Jim Kacian gave a talk onThe Haiku Foundation‘s future. For long term plans there’s ideas of scholarly retreats, residencies, artist colonies, scholarly journals, a digital archive of history of English haiku, a hall of fame, and a haiku museum. He said someone pshawed that last ideas with, “I never heard of a museum for the sonnet. Good. We’ll be the first. Dream large and we’ll get there. Dream small and we’ll get there.”
On the ginko walk past Parliament and the changing of the guard he was impressed by the amount of rah-rah-rah that Canadians got for the country. It was like American patriotism. And it struck him that nationalism is a belief. There is no Canada. There’s land and there’s people. There’s no U.S. There’s land and some people. But look at the amount of energy we can push towards this belief. Haiku, he said is more than a poetry form. it is a belief.
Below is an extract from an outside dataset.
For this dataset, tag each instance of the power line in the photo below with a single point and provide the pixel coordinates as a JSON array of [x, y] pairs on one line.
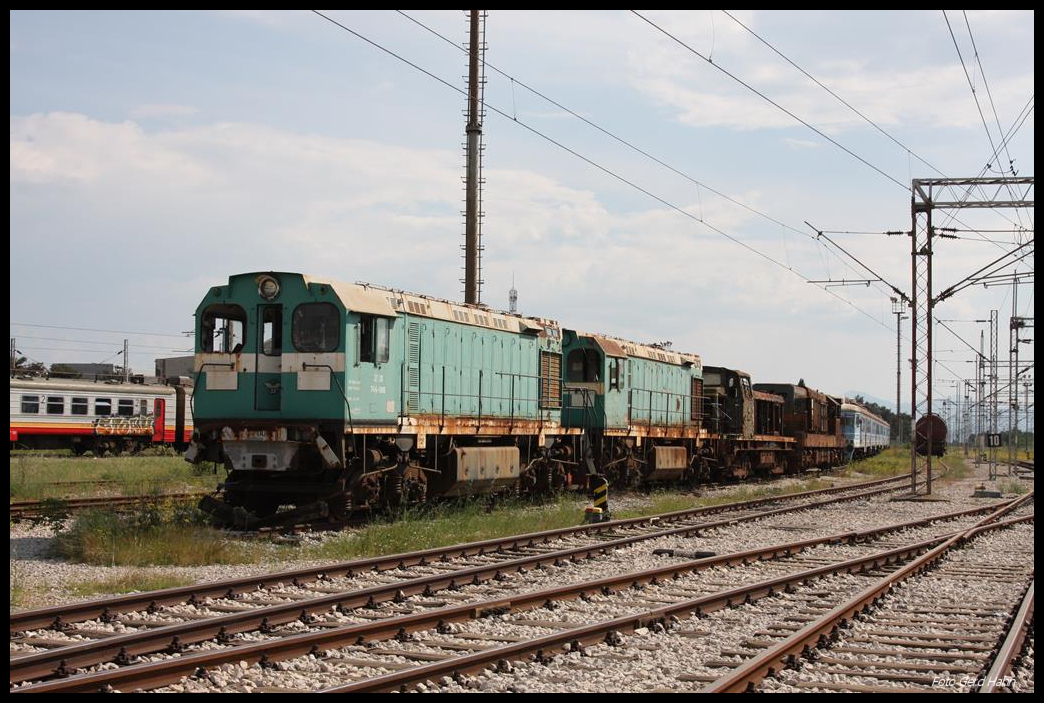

There was a round table discussion of places to host retreats and discussion over the interactions the Foundation would have with Haiku North America and American Haiku Archives which are housed at the California State Library in Sacramento, California.
The American Haiku Archives has been going 13 years now. Around 70 people attended its inauguration. The foundation of the collection was made by a donation of the collection and papers of Elizabeth Searle Lamb, a foremother of haiku in North America.
The archive seeks to preserve not only haiku but the people and culture of haiku collecting biographical ephemera of haiku poets, including photos and correspondances.
Michael Dylan Welch gave an introduction to its history and use for anyone who wants to come and use the collected resources. Each item is treated by archivists to keep for centuries, treated so that the binding, paper and fastening is stable. It costs $15-20 per item and there are thousands of broadsheets, chapbooks, ephemera and books in the collection.
There was an announcement that Stephen Addiss would become the Honorary Curator for 2009–2010 taking over from George Swede.